Dei restanti 16,3 miliardi, 12,9 miliardi erano vincolati solo all’implementazione delle riforme giudiziarie (senza ulteriori criteri) e si tratta di quelli che sono stati in parte sbloccati da Bruxelles dopo la richiesta di revisione. I restanti 3,4 miliardi sono bloccati per il mancato rispetto delle condizioni abilitanti orizzontali – ovvero le condizioni necessarie per quanto riguarda la Carta dei diritti fondamentali dell’Ue – in tre controversie tra la Commissione e l’Ungheria: la legge ‘sulla protezione dell’infanzia’ (la legge anti-Lgbtq+), quella sull’indipendenza accademica e quella sul trattamento riservato alle persone richiedenti asilo. La prima questione è responsabile per lo stallo del 3 per cento del budget della politica di coesione (cioè 678 milioni), la secondo del 9 per cento (oltre 2 miliardi) e la terza di un ulteriore 3 per cento (altri 678 milioni). Per sbloccare questi fondi non è sufficiente mettere fine alle questioni legate all’indipendenza del sistema giudiziario (anche se rimane per tutti questi un pre-requisito), dal momento in cui devono essere risolte anche le pendenze riguardanti le altre condizioni abilitanti orizzontali.

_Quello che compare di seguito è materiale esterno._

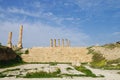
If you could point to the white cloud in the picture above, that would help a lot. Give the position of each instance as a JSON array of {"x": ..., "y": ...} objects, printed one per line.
[
  {"x": 39, "y": 34},
  {"x": 24, "y": 12}
]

C’è infine da considerare l’ultima questione, quella dei 223,1 milioni di euro di tre programmi dei Fondi per gli Affari interni. Come appreso da Eunews a febbraio da fonti interne all’esecutivo comunitario – e poi confermato di nuovo a metà novembre – si tratta di 69,8 milioni dal Fondo Asilo, migrazione e integrazione (Amif), 102,8 dallo Strumento per la gestione delle frontiere e i visti (Bmvi) e 50,5 dal Fondo sicurezza interna (Isf). Tuttavia, data la mancanza di trasparenza della Commissione, è difficile al momento capire quali parti di questi fondi siano state scongelate. Secondo quanto si può leggere nelle decisioni di implementazione, solo i fondi Isf e Bmvi sono legati esclusivamente alle questioni giudiziarie, mentre quelli Amif anche ad asilo, non respingimento e rimpatri: ne risulterebbe uno sblocco di 153,3 milioni su 223,1.